Lawmakers from both parties lined up to sing his praises after his sudden death.

Senate Majority Leader Harry Reid said Russert was “the best in the business at keeping his interview subjects honest.”

“There wasn’t a better interviewer in television,” Sen. Barack Obama, the Democratic presidential contender, told reporters in Ohio.

Republican Sen.

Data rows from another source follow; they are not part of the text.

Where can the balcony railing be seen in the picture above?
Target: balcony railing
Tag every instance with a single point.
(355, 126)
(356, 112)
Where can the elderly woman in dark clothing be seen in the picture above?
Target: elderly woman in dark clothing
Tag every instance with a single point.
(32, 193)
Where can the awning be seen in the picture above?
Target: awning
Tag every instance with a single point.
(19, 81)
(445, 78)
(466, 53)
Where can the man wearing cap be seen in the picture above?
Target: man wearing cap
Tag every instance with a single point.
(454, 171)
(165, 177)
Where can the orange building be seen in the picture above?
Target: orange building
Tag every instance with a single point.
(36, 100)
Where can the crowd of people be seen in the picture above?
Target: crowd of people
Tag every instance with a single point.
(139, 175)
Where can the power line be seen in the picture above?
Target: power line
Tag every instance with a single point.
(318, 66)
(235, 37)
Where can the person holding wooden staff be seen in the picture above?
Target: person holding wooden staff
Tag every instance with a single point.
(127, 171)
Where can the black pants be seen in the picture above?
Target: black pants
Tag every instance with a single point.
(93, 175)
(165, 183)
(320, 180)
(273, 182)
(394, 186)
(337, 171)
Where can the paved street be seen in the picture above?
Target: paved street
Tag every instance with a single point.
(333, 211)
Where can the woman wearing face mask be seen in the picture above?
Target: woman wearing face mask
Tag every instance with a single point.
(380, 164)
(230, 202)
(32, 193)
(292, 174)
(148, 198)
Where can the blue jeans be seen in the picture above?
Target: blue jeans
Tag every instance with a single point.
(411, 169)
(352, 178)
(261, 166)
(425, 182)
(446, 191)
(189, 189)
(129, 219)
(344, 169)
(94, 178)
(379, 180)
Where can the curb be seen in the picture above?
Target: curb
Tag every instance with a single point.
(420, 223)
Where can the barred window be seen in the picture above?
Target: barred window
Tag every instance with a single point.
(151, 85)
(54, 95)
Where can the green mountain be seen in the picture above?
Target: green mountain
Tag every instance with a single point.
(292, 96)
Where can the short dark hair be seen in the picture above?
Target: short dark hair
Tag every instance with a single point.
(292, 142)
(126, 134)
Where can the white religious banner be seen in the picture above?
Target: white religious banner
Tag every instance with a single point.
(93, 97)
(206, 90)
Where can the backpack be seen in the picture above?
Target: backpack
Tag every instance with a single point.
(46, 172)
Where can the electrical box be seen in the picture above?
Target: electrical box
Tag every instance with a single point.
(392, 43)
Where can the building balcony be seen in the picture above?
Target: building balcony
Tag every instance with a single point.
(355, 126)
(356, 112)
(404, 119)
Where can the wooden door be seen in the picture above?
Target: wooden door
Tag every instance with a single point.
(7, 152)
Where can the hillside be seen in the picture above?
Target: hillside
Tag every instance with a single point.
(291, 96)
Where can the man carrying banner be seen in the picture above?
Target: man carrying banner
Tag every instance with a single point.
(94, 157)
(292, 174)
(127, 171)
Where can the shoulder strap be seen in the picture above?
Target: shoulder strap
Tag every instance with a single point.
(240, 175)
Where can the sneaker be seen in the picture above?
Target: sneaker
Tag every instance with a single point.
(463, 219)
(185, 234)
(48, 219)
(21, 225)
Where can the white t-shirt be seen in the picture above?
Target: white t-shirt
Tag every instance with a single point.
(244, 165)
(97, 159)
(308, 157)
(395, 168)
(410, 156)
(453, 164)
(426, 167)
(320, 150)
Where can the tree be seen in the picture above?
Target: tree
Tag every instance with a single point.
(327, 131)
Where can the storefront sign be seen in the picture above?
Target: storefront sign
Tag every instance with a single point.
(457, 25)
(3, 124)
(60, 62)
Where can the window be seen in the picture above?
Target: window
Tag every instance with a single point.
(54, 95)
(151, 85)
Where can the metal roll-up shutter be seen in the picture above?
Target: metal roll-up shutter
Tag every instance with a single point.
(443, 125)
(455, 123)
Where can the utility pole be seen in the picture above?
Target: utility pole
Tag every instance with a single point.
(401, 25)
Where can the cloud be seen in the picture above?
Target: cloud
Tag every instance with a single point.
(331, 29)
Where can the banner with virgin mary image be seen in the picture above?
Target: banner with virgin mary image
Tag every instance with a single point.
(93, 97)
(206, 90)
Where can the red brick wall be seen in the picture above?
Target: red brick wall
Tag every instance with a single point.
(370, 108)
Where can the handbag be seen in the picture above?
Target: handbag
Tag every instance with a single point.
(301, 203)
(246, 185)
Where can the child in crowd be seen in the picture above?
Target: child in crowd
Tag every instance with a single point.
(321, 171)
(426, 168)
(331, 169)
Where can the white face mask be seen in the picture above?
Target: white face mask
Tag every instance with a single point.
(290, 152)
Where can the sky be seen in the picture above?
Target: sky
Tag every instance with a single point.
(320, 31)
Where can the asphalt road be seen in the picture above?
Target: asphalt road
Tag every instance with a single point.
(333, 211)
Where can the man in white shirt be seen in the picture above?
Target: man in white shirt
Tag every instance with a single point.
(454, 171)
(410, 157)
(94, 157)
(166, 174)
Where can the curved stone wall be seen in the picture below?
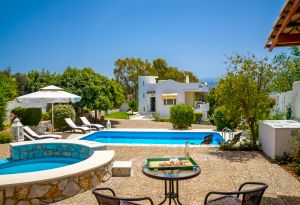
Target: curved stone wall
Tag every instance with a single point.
(56, 184)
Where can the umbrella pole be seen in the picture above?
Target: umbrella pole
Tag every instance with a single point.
(52, 118)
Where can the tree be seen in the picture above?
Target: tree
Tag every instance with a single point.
(287, 70)
(39, 79)
(127, 70)
(97, 91)
(8, 91)
(126, 73)
(243, 91)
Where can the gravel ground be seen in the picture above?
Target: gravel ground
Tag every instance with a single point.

John McCain of Arizona, Obama’s rival for the White House, hailed Russert as the “pre-eminent journalist of his generation.”

Carl P. Leubsdorf, president of the Gridiron Club, an organization of journalists, said, “It was a measure of the degree to which Tim Russert was respected in the journalistic world that he was the first broadcaster elected to membership in the Gridiron Club after the rules were changed in 2004 to end our century-old restriction to print journalists.”

Said longtime colleague Brokaw, the former NBC anchor: “He’ll be missed as he was loved _ greatly.”

He had dozens of honorary college degrees, and numerous professional awards. He won an Emmy for his role in the coverage of President Ronald Reagan’s funeral in 2004.

Russert was married to Maureen Orth, a writer for Vanity Fair magazine. The couple had one son, Luke.